Zarr formalizes this approach. Chunks themselves become the fundamental units and the chunking strategy can become an expression of your data’s structure and your access patterns.

What This Changes #

The remote access pattern from the EOPF tutorials reflects how Zarr fundamentally works. You point to a URL, describe what you want, and the system fetches the relevant chunks. There is no need to download the data before running a processing workflow, or manage local copies of the data.

For Earth observation workflows, this matters a lot! Satellite data archives are massive. A single Sentinel-1 scene can be gigabytes but an analysis might only need a specific polarization, a particular time range, and/or a subset of the spatial extent. Similarly, climate model outputs can be terabytes spanning decades of simulations across global grids. A researcher studying regional precipitation patterns doesn’t need global temperature data at every vertical level! While NetCDF-4 with OPeNDAP servers can enable remote subsetting, it requires specialized server infrastructure and sequential access patterns. Zarr makes this pattern native and works directly with standard object storage over HTTP. You fetch only the chunks that matter for your specific query, no special middleware is required. Plus, Zarr’s independent chunks enable parallel reads, which means multiple chunks can be fetched simultaneously, dramatically improving performance compared to OPenNDAP’s sequential file access!

I think that is why everyone building cloud-native geospatial infrastructure is converging on Zarr. It provides both a performance gain and a better underlying data model to work with Earth observation data.

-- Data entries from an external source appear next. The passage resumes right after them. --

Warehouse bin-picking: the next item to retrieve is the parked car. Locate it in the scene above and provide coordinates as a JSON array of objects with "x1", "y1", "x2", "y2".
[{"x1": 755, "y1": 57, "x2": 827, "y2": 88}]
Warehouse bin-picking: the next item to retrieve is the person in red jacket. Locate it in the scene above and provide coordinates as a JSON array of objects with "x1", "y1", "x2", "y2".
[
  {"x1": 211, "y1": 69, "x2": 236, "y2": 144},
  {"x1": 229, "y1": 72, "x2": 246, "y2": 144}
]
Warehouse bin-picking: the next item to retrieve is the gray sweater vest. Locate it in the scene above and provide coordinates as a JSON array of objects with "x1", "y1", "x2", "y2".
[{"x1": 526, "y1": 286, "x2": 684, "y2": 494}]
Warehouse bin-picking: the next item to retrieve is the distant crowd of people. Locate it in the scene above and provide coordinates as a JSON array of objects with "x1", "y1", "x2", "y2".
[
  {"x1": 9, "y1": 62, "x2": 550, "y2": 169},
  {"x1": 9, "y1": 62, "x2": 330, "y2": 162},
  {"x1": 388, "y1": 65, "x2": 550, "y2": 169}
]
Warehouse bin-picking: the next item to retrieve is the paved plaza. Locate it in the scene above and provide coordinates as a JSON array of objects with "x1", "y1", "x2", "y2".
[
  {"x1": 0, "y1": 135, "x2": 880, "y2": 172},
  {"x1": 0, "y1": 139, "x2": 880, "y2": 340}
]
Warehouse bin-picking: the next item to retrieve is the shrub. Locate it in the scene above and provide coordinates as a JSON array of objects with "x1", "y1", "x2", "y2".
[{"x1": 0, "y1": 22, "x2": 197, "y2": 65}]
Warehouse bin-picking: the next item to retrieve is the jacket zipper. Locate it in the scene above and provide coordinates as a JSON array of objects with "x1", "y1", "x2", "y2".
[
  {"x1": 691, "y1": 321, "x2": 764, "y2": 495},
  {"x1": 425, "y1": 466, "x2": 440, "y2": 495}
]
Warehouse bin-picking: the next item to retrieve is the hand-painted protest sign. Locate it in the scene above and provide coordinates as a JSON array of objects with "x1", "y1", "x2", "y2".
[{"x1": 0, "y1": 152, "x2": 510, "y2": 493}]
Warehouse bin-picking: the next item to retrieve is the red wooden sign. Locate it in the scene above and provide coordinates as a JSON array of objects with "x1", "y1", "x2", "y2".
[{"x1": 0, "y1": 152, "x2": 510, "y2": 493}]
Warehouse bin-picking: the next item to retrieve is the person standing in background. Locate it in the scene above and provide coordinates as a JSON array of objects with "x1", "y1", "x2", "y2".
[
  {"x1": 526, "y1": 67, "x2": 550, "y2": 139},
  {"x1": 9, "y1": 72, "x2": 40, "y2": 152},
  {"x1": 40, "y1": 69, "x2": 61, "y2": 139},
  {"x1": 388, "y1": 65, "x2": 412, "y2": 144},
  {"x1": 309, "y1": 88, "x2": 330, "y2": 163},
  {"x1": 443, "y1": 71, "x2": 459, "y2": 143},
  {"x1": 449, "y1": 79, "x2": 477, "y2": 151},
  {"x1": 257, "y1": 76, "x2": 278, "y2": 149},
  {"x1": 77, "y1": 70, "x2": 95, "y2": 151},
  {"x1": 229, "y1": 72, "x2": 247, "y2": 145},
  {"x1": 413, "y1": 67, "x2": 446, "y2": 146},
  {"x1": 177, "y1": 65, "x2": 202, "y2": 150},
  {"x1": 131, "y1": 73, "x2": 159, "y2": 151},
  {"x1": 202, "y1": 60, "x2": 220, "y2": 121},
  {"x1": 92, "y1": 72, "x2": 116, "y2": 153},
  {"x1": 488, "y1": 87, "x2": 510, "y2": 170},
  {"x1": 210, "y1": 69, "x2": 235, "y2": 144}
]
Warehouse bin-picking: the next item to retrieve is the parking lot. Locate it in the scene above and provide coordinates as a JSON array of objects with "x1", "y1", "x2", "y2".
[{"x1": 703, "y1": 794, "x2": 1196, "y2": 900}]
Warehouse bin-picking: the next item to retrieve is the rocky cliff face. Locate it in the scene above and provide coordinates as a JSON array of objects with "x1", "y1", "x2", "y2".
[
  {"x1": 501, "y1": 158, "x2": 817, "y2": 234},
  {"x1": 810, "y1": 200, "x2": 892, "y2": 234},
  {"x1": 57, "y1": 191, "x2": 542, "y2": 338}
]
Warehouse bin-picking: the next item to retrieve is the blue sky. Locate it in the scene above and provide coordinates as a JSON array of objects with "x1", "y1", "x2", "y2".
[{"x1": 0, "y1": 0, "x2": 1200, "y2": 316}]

Copernicus Sentinel-1 satellite. Source: Copernicus

What I’m Still Learning #

I am in my 2nd week into understanding Zarr, and there is still plenty I don’t fully grasp! The differences between Zarr V2 and V3, differences between Zarr and GeoZarr, differences between Zarr conventions and Zarr extensions and how they relate to the core specification, or details of chunk encoding and compression options. But the fundamental mental model shift has happened: I have stopped thinking about files and have started thinking about array protocols over key-value stores.

If you are coming from NetCDF, this requires unlearning some assumptions (file handles, sequential reads, monolithic containers). These concepts don’t map cleanly to Zarr because I think Zarr isn’t trying to be a better file format but it operates on different principles.

In my opinion, this difference should matter for scientists and data engineers building systems to handle large-scale Earth observation. There is definitely a learning curve, but I think the mental model shift is worth it, especially as Zarr is becoming one of the data standard to work with climate data at the Exascale.